今回は北杜市のさまざまなスポットの中でも、一際個性的で魅力的なギャラリーをご紹介しましょう。
「夢宇谷Gallery MUU」は八ヶ岳山麓の中でも奥の方にあって、訪れるには車は必須。友人の車でお連れいただいた私は、到着するとすぐに写欲にかられてカメラを構えました。フォトジェニックなエントランスからそのセンスを伺わせて、思わずシャッターを切らずにはいられないほど。エントランスから階段をあがり、建物に向かうアプローチの屋根の付いた通路には、小道具やアンティーク食器、壺や花器、布やオブジェなどが所狭しと並び、異国情緒も醸す独特な雰囲気にワクワクしました。
建物の中に入るとその広大な空間と天井の高さに驚きました。元々陶器やアンティークアイテムが大好きな私は、思わず歓喜の叫びをあげたいぐらい(笑)数え切れないほどの作品に囲まれて目移りをしながら、一つ一つを眺めては手にして触感を楽しんだり、我が家にあるイメージを想像したりしながら、空間を行ったり来たり。
空間はいくつかに仕切られていて、ある作家さんの世界観が表現されていたりするコーナーもあれば、ランダムにアイテムが並んでいたり。このギャラリーのオーナーの審美眼に留まったからこそ全てが調和していて、空間創りのセンスにも圧倒されました。
屋根裏のラグを見たり、仕切られた小さな空間で出会ったアンティークアイテムに嬉々としたり、天井近くの窓から差し込む初冬の柔らかな光は、時間の経過と共にオレンジが濃くなって、それぞれの見え方や様子も変化していくので、すっかり時間を忘れてしまいそうでした。
エントランスには「15歳未満のご入廊、10名以上の団体でのご入廊はご遠慮ください」と明記しているのも、オーナーの美意識があってこその潔さ。
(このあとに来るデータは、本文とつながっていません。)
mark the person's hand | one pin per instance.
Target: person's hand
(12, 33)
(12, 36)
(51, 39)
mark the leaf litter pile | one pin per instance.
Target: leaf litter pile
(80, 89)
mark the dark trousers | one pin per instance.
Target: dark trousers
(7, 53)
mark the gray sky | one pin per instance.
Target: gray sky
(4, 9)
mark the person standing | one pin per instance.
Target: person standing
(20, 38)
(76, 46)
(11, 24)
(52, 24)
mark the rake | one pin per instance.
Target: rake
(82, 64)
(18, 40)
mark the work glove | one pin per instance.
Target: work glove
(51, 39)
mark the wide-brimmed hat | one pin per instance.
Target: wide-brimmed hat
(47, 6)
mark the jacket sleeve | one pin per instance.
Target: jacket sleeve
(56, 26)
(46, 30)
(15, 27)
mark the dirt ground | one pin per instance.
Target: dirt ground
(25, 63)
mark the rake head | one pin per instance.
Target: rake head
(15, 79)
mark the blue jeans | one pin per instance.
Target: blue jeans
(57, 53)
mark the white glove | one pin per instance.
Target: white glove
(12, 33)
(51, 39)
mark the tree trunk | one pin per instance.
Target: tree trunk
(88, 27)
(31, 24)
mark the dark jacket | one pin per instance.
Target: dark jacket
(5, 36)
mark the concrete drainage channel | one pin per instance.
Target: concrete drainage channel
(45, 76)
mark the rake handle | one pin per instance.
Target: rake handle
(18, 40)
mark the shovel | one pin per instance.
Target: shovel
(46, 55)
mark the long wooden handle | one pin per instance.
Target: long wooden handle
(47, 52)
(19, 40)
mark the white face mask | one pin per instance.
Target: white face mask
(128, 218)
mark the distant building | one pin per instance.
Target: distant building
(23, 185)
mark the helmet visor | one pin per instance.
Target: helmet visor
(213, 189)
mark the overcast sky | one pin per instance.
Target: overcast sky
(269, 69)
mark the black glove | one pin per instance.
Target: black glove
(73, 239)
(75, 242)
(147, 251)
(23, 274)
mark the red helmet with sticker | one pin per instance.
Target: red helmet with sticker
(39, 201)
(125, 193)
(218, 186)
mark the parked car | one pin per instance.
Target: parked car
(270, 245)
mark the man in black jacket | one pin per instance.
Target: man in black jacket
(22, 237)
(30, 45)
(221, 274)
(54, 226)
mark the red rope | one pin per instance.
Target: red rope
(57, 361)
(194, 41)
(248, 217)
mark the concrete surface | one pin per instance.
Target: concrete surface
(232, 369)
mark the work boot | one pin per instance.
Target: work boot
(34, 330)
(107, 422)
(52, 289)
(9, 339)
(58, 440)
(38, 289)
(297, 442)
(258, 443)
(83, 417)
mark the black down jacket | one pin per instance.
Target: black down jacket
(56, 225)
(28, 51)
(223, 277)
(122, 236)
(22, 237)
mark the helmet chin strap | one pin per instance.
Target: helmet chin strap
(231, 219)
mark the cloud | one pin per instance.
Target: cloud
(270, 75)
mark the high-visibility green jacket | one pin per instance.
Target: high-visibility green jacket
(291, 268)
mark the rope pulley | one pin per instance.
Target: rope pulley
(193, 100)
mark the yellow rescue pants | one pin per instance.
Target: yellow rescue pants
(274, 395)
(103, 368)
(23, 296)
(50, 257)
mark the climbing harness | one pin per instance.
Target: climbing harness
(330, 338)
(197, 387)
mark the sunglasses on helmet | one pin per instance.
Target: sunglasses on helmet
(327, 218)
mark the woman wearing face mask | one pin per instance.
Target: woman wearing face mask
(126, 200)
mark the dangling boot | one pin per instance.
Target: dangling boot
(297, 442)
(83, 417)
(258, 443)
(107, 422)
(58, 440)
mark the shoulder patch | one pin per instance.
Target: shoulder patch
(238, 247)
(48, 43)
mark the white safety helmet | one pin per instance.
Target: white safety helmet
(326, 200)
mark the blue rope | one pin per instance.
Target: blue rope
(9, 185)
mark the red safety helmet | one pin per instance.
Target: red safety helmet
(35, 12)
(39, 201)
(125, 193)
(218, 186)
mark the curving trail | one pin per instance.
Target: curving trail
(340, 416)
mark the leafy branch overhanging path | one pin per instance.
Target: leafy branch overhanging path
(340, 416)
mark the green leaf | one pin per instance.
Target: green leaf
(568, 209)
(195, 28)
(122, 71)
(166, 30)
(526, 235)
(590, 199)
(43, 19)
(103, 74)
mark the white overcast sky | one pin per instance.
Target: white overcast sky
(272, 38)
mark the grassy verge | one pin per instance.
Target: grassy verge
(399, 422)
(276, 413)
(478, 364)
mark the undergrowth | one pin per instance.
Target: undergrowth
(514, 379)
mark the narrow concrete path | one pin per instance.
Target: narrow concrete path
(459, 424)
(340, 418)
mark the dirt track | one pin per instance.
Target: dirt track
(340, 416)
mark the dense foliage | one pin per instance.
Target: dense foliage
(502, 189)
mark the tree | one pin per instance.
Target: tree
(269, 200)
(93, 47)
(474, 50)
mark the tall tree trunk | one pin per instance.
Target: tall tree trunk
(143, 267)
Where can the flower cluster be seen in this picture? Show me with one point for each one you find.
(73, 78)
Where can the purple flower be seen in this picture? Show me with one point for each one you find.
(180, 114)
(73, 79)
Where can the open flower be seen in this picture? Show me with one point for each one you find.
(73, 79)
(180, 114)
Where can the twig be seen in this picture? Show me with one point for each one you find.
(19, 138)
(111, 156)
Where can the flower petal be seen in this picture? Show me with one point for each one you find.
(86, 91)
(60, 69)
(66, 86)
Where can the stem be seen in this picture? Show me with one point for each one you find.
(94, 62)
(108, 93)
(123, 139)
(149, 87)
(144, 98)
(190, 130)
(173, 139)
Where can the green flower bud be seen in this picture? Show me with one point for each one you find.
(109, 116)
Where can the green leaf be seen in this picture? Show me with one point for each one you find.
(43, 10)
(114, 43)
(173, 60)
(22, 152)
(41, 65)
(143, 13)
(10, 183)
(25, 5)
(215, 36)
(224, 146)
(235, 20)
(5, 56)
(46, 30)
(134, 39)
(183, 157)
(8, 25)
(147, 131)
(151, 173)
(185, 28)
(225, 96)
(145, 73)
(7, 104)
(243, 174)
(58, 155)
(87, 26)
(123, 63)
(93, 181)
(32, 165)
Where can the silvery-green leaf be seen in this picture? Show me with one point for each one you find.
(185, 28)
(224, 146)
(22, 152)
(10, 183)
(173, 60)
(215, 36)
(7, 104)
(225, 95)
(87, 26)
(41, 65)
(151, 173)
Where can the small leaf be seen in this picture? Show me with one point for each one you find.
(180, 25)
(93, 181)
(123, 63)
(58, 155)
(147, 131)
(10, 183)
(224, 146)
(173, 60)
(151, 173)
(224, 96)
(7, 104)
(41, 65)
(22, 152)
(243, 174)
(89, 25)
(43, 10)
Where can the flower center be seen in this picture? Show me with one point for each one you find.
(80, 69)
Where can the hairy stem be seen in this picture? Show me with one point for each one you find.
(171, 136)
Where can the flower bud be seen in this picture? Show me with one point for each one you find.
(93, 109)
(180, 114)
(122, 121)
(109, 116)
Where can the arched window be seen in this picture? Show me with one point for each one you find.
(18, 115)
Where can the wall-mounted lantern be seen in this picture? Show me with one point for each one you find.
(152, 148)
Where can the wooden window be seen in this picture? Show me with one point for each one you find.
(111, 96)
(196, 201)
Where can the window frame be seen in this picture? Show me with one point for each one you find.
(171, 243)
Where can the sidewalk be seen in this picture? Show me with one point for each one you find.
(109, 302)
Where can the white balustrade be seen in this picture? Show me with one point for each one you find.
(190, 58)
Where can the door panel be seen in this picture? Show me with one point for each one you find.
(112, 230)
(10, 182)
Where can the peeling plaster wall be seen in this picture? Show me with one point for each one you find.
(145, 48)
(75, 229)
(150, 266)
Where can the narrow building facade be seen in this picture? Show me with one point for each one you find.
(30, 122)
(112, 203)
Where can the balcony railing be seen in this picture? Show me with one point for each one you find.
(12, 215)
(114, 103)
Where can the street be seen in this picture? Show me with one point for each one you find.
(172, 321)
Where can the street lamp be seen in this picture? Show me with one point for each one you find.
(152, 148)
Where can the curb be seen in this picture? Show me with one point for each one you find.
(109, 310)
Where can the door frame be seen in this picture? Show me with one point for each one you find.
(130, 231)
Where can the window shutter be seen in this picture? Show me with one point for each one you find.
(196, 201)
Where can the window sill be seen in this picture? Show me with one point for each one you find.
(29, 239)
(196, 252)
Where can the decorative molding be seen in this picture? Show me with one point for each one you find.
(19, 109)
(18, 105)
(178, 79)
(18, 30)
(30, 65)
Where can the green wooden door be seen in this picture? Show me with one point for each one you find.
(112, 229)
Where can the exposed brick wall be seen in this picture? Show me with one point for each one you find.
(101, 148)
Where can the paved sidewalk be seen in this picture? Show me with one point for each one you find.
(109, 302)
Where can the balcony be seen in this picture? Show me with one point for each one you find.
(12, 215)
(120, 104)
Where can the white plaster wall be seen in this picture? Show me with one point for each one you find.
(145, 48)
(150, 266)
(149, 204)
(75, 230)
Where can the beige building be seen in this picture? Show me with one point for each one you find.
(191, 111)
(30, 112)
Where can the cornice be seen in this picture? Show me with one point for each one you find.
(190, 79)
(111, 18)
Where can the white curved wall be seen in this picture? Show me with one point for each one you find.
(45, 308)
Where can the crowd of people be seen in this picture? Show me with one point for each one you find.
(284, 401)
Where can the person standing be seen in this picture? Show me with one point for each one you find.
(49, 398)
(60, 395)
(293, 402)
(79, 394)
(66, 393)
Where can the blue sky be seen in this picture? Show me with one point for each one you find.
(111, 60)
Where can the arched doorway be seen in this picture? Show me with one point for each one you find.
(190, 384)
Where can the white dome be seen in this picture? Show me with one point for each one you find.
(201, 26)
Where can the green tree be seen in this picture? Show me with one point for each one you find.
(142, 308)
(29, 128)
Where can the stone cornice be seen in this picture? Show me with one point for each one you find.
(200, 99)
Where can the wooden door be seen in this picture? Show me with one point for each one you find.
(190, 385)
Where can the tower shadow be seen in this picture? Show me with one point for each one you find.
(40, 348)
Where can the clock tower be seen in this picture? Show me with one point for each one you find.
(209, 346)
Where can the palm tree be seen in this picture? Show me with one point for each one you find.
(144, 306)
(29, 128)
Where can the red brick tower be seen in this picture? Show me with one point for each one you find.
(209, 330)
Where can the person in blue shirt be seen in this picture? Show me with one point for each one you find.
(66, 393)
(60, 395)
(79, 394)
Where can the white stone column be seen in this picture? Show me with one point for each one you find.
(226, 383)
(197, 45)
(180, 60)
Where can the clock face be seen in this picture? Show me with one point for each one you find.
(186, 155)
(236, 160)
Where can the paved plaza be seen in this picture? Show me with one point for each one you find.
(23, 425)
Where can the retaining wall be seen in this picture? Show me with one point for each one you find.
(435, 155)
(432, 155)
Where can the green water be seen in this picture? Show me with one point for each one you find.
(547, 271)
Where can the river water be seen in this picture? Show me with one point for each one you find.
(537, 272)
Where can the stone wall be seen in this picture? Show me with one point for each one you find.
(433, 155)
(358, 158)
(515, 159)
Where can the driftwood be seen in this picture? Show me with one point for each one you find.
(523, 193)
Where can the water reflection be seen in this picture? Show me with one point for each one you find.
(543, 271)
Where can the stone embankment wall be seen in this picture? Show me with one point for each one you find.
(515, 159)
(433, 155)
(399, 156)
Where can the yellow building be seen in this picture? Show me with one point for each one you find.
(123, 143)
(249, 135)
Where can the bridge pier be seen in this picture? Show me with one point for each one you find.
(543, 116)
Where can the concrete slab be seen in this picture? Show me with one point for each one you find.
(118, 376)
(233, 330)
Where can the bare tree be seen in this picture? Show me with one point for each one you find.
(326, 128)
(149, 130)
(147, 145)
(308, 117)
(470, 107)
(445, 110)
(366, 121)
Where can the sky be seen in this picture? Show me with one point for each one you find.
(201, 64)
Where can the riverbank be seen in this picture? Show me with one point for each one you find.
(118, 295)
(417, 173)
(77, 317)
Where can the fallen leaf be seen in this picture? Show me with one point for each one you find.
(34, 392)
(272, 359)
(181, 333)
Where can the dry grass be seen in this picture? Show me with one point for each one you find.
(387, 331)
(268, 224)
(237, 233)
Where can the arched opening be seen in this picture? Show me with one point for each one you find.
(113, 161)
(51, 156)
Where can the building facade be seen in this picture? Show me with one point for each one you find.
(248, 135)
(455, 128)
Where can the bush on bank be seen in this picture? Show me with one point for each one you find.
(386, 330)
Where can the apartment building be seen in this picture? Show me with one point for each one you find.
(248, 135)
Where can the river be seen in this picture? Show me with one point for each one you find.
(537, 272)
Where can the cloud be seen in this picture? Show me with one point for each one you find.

その日出会った器やカトラリーは大切に持ち帰り、生活を豊かにしてくれるアイテムの一部となりました。
日々を豊かにしてくれるアイテムは大切
開廊は4月〜11月下旬まで。雪深い季節は密やかに静かにただそこに佇んでいるようです。山奥の「夢」と「宇宙」の谷にあるギャラリーは正に摩訶不思議な異空間。新しい出会いを求めて、芽吹く季節に計画をして再び足を運んでみたいと思います。